中国は自動車、鉄鋼、家電など主要産業の構造調整を加速させている。米国との貿易戦争の激化に伴い、自国産業の成長鈍化が懸念される中、迅速な構造調整で生産性と効率性を向上させる戦略だ。
7日、第一財経など中国メディアは、中国の国有自動車メーカーである長安汽車と東風汽車の経営統合が最終段階に入ったと報道した。両社は経営和解の具体的事項について協議を終え、この内容は両社が提携する外国自動車メーカーに伝えられた。長安は米フォードと日本のマツダ、東風は日本のホンダ、日産と提携している。
中国政府は、自国の自動車産業が激しい内部競争により市場の混乱と生産力低下に直面していると分析している。一部企業がシェア拡大のために損失を覚悟で価格競争を行い、中長期的に業界の技術革新と製品品質に悪影響を及ぼしているとの判断だ。
国務院国有資産監督管理委員会は今年、完成車を生産する国有企業を戦略的に再編し、産業集中度を高める方針を打ち出した。分散している研究開発(R&D)、製造、マーケティングを統合し、中国自動車産業の国際競争力を高め、独自の核心技術を持つ世界的な自動車グループの育成を目指す。
中国業界筋は、今後10年で中国自動車産業がBYD、吉利汽車など民間企業2社と他5社を中心に再編されると予測している。中国には電気自動車ブランド120以上を含む完成車ブランドが180以上存在する。
鉄鋼産業も同様の動きを見せている。最近、中国鉄鋼工業協会は政府に対し、新規鉄鋼工場の建設中止と老朽化した生産能力の大規模な整理による鉄鋼産業の高度化を提案した。需給不均衡で中国鉄鋼産業の競争力が低下しているため、生産能力管理システムを構築し、鉄鋼企業の収益性向上を図る。

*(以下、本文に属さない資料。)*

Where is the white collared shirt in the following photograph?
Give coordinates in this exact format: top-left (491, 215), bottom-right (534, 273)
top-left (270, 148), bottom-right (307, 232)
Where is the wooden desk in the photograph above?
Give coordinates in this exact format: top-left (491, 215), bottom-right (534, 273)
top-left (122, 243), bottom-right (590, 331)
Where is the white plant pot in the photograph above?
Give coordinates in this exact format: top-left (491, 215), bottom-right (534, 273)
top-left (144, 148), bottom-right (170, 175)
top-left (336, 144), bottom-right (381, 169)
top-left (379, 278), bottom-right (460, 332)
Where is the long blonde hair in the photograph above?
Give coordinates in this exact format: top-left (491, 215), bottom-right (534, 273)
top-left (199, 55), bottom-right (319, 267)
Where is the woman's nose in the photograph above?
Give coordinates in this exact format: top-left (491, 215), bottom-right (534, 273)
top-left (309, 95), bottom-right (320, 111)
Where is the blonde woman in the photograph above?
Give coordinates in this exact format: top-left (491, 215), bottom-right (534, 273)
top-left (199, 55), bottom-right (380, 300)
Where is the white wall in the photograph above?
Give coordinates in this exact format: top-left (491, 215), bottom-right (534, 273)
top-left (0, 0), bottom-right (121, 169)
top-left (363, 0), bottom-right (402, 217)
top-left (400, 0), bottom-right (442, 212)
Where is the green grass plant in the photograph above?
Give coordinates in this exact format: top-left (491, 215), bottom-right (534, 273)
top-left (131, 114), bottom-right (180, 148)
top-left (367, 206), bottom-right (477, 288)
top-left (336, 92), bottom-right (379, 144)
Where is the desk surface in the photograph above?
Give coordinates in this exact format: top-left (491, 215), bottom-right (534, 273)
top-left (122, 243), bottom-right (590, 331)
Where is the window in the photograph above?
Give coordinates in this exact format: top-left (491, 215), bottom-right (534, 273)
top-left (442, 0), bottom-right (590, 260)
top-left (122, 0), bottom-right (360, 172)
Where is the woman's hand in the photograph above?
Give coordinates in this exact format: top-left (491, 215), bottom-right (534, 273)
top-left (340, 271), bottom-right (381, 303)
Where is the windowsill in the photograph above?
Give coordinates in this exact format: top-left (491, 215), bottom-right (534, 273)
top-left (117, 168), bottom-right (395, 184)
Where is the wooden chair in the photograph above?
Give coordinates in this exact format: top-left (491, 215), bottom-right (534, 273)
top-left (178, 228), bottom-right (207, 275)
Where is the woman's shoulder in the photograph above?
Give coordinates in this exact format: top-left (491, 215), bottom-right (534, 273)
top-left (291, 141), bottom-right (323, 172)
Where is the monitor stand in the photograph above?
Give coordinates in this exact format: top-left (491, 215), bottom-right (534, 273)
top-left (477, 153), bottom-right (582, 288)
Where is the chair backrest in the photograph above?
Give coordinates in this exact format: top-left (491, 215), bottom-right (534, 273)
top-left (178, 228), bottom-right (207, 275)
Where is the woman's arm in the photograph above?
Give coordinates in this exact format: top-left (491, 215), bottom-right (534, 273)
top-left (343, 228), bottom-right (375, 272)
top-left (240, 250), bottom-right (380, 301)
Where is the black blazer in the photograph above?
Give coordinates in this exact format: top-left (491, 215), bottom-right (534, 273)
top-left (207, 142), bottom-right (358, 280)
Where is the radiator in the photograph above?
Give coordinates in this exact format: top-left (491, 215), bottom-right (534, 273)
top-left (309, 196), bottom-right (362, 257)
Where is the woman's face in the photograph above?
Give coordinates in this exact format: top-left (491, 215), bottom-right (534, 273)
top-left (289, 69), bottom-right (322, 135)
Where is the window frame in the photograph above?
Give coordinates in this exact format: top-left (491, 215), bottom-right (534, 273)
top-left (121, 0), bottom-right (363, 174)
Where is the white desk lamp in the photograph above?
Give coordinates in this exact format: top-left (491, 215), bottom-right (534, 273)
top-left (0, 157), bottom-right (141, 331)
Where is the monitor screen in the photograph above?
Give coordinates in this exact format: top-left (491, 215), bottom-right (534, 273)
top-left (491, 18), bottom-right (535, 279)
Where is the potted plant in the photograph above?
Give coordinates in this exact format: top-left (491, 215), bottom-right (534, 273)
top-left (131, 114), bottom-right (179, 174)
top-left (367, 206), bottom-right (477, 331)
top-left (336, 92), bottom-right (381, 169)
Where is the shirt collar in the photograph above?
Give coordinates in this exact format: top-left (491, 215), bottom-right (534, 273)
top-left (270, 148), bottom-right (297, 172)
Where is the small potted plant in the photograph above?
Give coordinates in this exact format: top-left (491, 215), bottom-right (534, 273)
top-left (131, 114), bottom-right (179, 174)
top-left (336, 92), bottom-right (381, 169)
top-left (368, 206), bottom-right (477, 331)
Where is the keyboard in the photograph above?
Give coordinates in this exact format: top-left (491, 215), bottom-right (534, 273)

業界は今年から鉄鋼産業の構造調整が本格化し、5,000万トンの減産が見込まれると予測。生産量削減により乱立企業が整理され、デジタル化・ロボット化で産業システムが再編されるとの見方だ。
家電産業も海外企業買収による危機打開を図っている。中国政府も企業のクロスボーダー取引を奨励。掃除機メーカーの蘇州アルトンは最近、ドイツのProducteers International GmbHの全株式取得を決定した。海外の資源と技術を確保し、競争力強化を目指す動きだ。
中国政府が産業での構造調整を加速させる背景には、トランプ米政権の関税引き上げが中国の成長率に打撃を与えるとの懸念がある。トランプ政権が2期目に入り、中国に追加で54%の関税が課された。この措置は今年の中国のGDP成長率を1ポイント押し下げると推定されている。